Smith is the author of five other volumes of poetry, including “The Other Lover” (University of Chicago Press, 2000), which was a finalist for both the NBA and Pulitzer Prize.
“I am extremely pleased that Bruce Smith’s work was nominated for the National Book Award in poetry,” says Arts and Sciences Dean George M. Langford. “As a poet, teacher and scholar, Bruce is an undisputed star of the college. His work is a major source of inspiration to our students, and has helped put us on the literary map.”
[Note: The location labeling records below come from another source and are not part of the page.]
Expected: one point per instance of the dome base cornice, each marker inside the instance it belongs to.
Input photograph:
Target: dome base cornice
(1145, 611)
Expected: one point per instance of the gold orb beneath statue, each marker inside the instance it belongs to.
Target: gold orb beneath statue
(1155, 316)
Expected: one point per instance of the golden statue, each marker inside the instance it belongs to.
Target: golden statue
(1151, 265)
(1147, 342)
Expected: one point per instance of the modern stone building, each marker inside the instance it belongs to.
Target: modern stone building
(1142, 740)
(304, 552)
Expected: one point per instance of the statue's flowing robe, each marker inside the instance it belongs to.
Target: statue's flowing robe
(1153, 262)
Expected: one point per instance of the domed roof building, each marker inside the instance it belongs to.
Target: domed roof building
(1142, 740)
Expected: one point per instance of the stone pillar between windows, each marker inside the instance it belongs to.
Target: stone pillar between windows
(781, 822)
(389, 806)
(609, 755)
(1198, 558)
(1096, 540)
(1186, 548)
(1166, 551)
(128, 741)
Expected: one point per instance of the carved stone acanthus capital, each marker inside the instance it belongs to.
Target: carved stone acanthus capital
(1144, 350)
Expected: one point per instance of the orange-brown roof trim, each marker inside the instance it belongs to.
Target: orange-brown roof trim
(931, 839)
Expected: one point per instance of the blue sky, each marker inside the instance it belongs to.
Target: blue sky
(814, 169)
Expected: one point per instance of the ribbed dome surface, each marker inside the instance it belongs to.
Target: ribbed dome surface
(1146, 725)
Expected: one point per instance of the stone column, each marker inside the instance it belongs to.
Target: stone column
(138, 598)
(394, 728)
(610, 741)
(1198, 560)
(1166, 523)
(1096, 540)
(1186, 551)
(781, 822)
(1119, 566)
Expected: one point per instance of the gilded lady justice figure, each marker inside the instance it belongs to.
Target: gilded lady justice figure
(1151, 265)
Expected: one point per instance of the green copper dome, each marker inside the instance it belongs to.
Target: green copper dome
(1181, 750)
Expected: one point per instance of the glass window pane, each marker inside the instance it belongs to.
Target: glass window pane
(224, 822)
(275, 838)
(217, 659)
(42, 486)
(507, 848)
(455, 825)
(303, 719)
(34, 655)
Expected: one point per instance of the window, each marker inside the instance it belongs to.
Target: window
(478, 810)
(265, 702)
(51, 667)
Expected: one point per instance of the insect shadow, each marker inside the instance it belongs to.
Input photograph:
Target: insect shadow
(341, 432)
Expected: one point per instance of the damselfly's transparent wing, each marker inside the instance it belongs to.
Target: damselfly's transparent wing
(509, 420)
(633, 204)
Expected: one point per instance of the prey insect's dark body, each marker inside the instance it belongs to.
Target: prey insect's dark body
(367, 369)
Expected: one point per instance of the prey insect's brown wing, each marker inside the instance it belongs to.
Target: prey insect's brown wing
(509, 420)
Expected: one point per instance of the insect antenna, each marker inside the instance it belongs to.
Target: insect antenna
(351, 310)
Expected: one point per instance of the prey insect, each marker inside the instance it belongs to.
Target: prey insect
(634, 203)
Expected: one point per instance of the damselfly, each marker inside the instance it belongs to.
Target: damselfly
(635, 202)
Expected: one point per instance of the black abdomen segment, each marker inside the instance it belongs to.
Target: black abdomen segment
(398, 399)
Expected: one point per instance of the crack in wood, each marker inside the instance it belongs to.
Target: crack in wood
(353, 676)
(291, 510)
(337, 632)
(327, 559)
Smith was recognized at this week’s NBA dinner and ceremony in New York, where he was awarded the following citation: “’Devotions’ is a plentitude of plentitudes, virtuosic in its range of diction, allusion, association and rich in its propulsive linguistic variety, rhyme, rhythm and wisdom. Below each moment of adoration, rage. Within each rant, a lament.”
In an interview with poet Cat Richardson, Smith describes each poem in his book as a kind of ode—a meditation on a single subject that is skewed toward a devotional, and has its own internal rhymes and echoes. “The acoustic qualities of poetry supply a beat, a pulse and a value not found in the semantic values of the words,” he says. “My relationship to sounds is like my relationship to my kid making noise in the other room; I wish she’d be quiet, but I love her, and I can’t help listening to and being moved by the sounds.”
When asked by Richardson how he reacted to the news of his nomination, Smith, ever the music lover, emailed her an MP3 of the cult classic “Just a Little Overcome.”
Smith provided a glimpse of “Devotions” more than a year ago, when he read at the SU Humanities Center’s “Faculty Works” series. “His writing has always been rhythmic,” says Gregg Lambert, who serves as Dean’s Professor of the Humanities and as founding director of the SU Humanities Center. “’Devotions’ reads like a good jazz solo. It bristles and pops, but keeps you hanging on to every line.”
Since then, critics have lavished praise on the book. Publisher’s Weekly, which named “Devotions” one of the best books of the year, considers it Smith’s “best collection yet.” The New York Times Book Review characterizes “Devotions” as “ambitious, agile and unpredictable, as well as viscerally affecting.”
Fans of Smith’s work may have recognized parts of “Devotions” that previously appeared in the New Yorker, the Nation, the New Republic, the Paris Review, the Partisan Review, Kenyon Review, Poetry, the American Poetry Review and the “Best of the Small Presses” series (Pushcart Press, 2007-09).
One such fan is Terrance Hayes, a poet on the faculty of Carnegie Mellon University who won the NBA last year: “’Devotions’ reads like a series of protean ‘Ars Poeticas.’ The poems glow with ghost rhymes, hypnotic catalogues and lyric enchantments that constitute ‘a blues about the rules for distance and difficult love.’”
Mike Goode, associate professor and chair of English, has this to say about the best-selling book. “Bruce has the ability to transform the most mundane object or experience, be it a Syracuse snowfall or a Red Roof Inn or the act of doing laundry. That someone so adept at elevating and, really, converting the humble could remain so unassuming as he goes about his everyday work-life testifies to the kind of rare artist and colleague he is.”
A “Discovery”/The Nation Award winner, Smith has received a Guggenheim Fellowship, as well as grants from the National Endowment for the Arts and the Massachusetts Foundation for the Arts. Prior to SU, the Philadelphia native held faculty positions at Harvard, Tufts, Boston and Portland State universities; at Lewis & Clark College; and at the universities of Alabama and Houston.